Excerpt from: Quantum Competition and Supermassive Monopolies
Black holes are not really holes. They are “huge concentrations of matter packed into very tiny spaces.” They have the appearance of a hole because their gravitational pull is so strong that not even light can escape. The ‘surface’ of a black hole, called its ‘event horizon’ is not a surface in the traditional sense, but a boundary between where light can and cannot escape. There are broadly speaking two main kinds of black hole (as categorised by size) : (i) a stellar-mass black hole (which range between “three to dozens of times the Sun’s mass”); and (ii) supermassive black holes (which weigh “100,000 to billions of solar masses”).
Stars are created when gas clouds in the universe collapse under their own gravity. When they contract enough, the temperature of the gas increases until it becomes hot enough to start nuclear reactions. This nuclear reaction converts hydrogen into helium and raises the pressure sufficiently to prevent further collapse.

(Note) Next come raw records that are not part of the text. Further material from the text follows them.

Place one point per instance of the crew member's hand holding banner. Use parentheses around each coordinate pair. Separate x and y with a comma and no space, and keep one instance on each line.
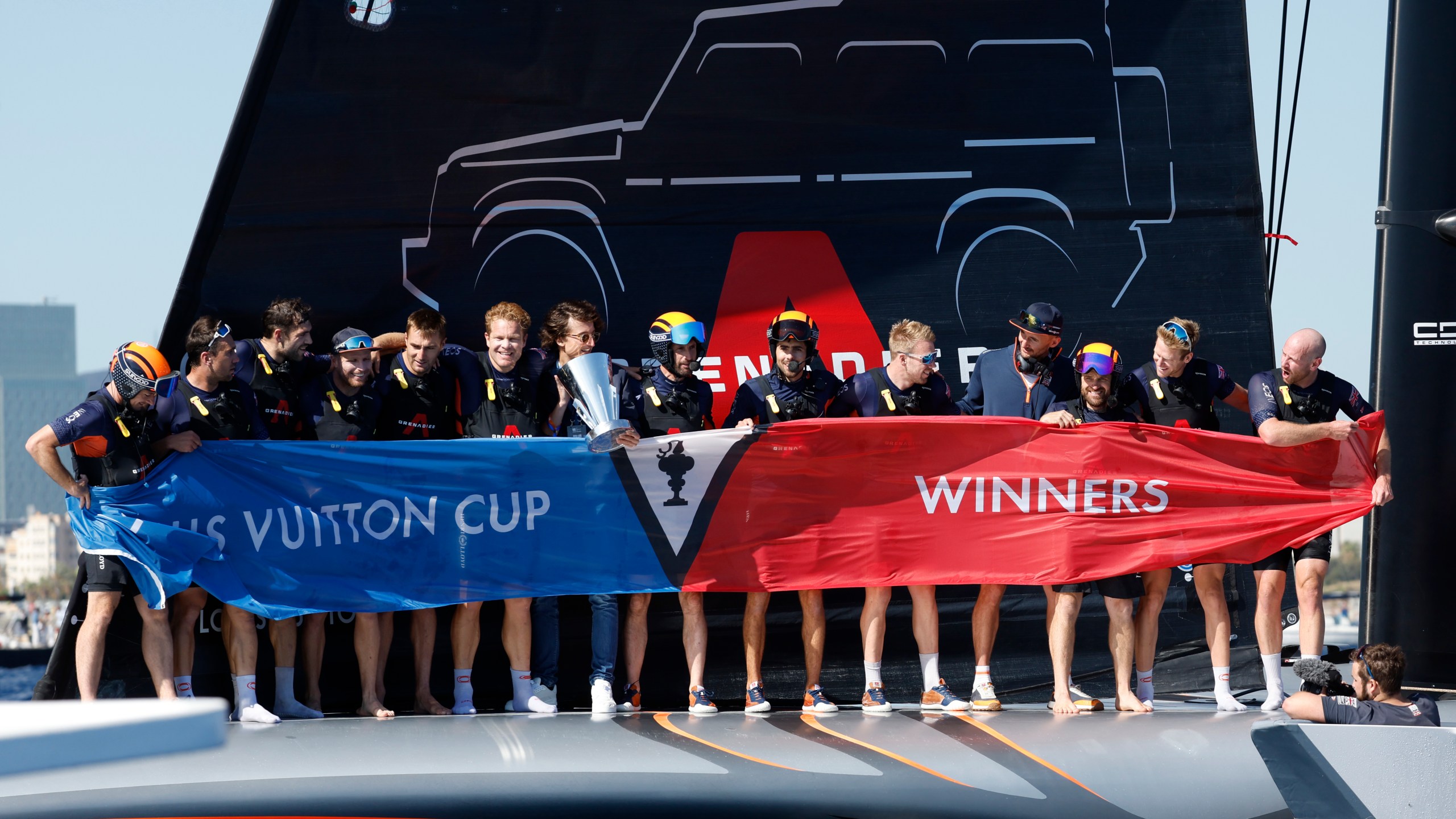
(289,528)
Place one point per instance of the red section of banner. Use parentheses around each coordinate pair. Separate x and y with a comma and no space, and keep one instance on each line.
(893,502)
(766,268)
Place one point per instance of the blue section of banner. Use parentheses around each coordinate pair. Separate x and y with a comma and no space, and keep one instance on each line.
(311,527)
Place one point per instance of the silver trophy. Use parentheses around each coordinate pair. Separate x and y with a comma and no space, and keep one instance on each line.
(597,401)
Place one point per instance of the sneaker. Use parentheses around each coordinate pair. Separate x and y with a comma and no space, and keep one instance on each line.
(755,701)
(814,700)
(874,700)
(602,701)
(941,698)
(983,698)
(701,701)
(544,694)
(631,698)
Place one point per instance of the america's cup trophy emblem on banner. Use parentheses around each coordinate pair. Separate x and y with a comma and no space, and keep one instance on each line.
(597,401)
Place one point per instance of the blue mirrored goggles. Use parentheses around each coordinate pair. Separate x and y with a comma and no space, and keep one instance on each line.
(689,331)
(928,359)
(1098,363)
(1180,333)
(355,343)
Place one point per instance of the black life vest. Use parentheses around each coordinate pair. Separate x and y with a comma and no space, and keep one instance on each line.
(417,407)
(279,392)
(673,411)
(1315,408)
(504,413)
(347,417)
(217,419)
(126,462)
(1189,404)
(807,404)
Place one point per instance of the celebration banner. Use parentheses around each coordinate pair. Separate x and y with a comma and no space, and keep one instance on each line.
(302,527)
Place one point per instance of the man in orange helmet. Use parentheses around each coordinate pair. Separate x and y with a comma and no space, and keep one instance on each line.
(111,436)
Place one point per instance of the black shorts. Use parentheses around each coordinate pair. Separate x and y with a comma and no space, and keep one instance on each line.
(1279,561)
(108,573)
(1122,588)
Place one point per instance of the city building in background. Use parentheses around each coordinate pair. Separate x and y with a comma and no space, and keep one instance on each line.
(37,384)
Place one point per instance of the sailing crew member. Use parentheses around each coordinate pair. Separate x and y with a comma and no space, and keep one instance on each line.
(277,366)
(1023,379)
(670,400)
(908,385)
(498,394)
(111,437)
(419,400)
(571,330)
(1290,406)
(338,406)
(1178,390)
(792,390)
(1100,371)
(214,406)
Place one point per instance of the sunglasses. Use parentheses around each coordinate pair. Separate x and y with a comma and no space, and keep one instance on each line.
(1180,333)
(354,343)
(928,359)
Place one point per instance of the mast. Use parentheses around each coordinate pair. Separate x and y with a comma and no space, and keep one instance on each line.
(1414,346)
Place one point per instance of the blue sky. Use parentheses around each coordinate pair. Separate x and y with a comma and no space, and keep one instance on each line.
(111,127)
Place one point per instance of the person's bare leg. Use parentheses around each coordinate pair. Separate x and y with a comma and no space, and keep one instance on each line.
(423,636)
(755,634)
(695,636)
(187,607)
(634,637)
(872,621)
(1309,586)
(156,647)
(1122,637)
(1062,633)
(812,601)
(311,659)
(91,640)
(986,621)
(1149,607)
(366,647)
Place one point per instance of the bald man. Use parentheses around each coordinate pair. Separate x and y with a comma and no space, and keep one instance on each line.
(1292,406)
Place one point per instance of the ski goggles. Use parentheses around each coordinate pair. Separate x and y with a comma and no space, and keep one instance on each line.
(1097,359)
(1180,331)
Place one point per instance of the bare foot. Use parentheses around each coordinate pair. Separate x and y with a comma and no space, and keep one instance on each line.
(375,709)
(1064,704)
(1129,701)
(427,704)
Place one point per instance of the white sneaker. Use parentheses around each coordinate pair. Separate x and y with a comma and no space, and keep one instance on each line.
(602,701)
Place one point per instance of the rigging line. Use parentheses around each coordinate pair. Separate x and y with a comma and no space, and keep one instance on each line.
(1289,148)
(1279,108)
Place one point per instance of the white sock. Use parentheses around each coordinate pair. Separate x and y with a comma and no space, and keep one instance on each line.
(465,694)
(1222,693)
(931,671)
(248,710)
(872,675)
(284,703)
(1145,685)
(522,688)
(1273,682)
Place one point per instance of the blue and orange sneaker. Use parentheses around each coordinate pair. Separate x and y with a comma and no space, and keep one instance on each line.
(816,701)
(755,701)
(701,701)
(631,698)
(874,700)
(941,698)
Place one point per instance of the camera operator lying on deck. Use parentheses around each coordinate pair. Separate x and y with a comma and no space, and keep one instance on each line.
(1376,674)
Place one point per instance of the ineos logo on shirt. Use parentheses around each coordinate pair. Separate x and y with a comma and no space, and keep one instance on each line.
(1433,334)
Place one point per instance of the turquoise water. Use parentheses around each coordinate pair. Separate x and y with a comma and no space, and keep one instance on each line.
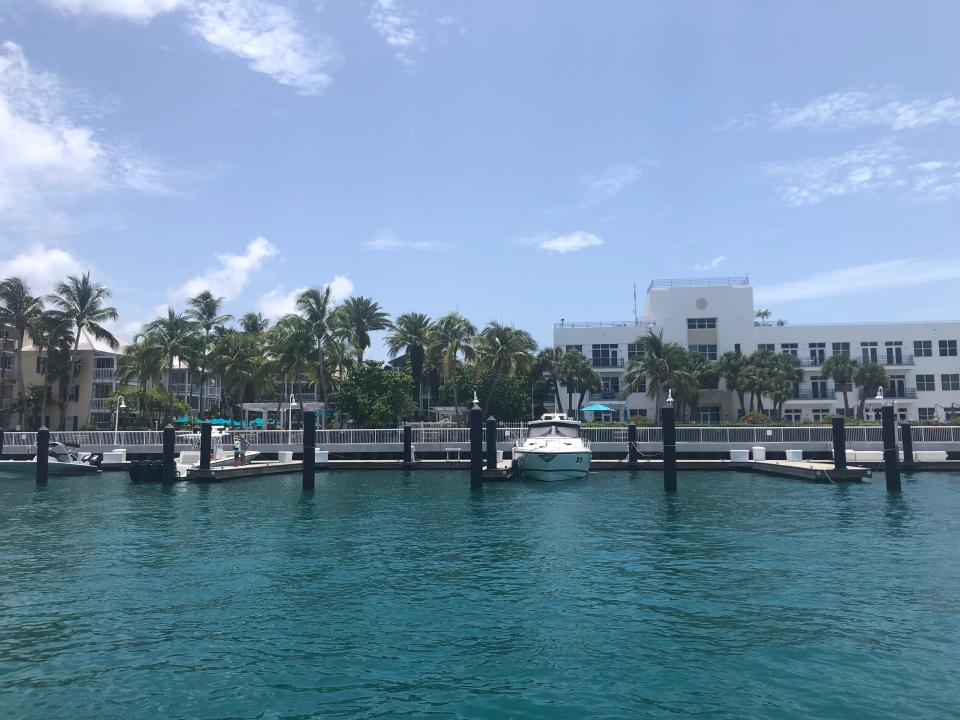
(386,595)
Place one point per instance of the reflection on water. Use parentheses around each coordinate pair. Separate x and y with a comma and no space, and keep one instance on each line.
(409,594)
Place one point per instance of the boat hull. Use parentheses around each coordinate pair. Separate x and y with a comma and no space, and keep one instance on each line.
(547,466)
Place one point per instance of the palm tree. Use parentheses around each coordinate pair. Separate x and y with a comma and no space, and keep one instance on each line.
(653,366)
(505,350)
(361,316)
(452,335)
(21,311)
(171,338)
(82,304)
(868,377)
(314,306)
(841,369)
(204,310)
(412,335)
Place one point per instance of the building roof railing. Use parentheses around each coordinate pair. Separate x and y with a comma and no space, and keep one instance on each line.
(737,281)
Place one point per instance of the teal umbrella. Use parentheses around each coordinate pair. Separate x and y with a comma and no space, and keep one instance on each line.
(596,407)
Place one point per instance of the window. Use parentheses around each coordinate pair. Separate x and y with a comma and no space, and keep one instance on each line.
(605,355)
(708,351)
(707,415)
(818,352)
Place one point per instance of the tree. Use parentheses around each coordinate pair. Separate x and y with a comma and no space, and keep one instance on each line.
(868,377)
(171,338)
(653,366)
(204,310)
(374,395)
(505,350)
(452,338)
(82,303)
(22,311)
(359,316)
(841,369)
(411,336)
(315,307)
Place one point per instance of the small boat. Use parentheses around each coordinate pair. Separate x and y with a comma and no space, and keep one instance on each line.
(553,450)
(61,460)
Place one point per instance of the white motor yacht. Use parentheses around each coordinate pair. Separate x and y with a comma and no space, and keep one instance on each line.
(553,450)
(61,460)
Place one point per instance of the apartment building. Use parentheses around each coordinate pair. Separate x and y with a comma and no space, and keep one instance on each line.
(716,315)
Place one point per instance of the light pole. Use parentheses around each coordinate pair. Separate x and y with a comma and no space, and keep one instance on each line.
(121,405)
(293,404)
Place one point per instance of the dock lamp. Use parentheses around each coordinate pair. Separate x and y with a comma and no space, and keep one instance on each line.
(121,405)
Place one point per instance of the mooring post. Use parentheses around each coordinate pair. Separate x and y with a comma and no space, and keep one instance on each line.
(43,447)
(168,473)
(206,444)
(891,455)
(476,444)
(491,443)
(906,436)
(407,444)
(309,449)
(839,444)
(669,447)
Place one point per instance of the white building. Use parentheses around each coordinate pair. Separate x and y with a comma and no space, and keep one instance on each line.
(716,315)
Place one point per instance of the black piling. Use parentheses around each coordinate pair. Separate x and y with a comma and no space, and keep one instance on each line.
(891,455)
(169,472)
(407,444)
(906,437)
(839,444)
(206,444)
(43,458)
(491,443)
(476,446)
(669,449)
(309,449)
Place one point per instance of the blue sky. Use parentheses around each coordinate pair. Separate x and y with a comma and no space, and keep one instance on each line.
(517,161)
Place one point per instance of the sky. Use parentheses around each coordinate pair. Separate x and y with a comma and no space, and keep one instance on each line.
(514,161)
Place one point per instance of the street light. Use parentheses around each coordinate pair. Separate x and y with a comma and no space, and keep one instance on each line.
(121,405)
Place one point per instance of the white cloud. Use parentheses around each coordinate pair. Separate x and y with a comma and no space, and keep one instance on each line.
(853,109)
(49,159)
(386,240)
(41,267)
(609,183)
(396,27)
(140,10)
(230,273)
(571,242)
(268,36)
(712,265)
(277,302)
(861,278)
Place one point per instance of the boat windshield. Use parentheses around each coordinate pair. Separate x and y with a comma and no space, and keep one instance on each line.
(553,431)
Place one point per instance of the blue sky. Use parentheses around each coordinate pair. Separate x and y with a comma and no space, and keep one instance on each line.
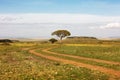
(81,17)
(100,7)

When that fuel is exhausted, heavier elements like carbon and oxygen are created, which do not release sufficient energy to counteract contraction. At this point therefore, the star collapses and triggers a “supernova explosions that blows off the star’s outer layers”. If the crushed core contains more than approximately three solar masses, it will collapse into a black hole.
Whilst this is fascinating in and of itself, it also creates an interesting conceptual lens through which to view the modern multi-sectoral “titans” of industry, and the influence that they exert on the markets (and societies) in which they exist, its “Universe of Influence”.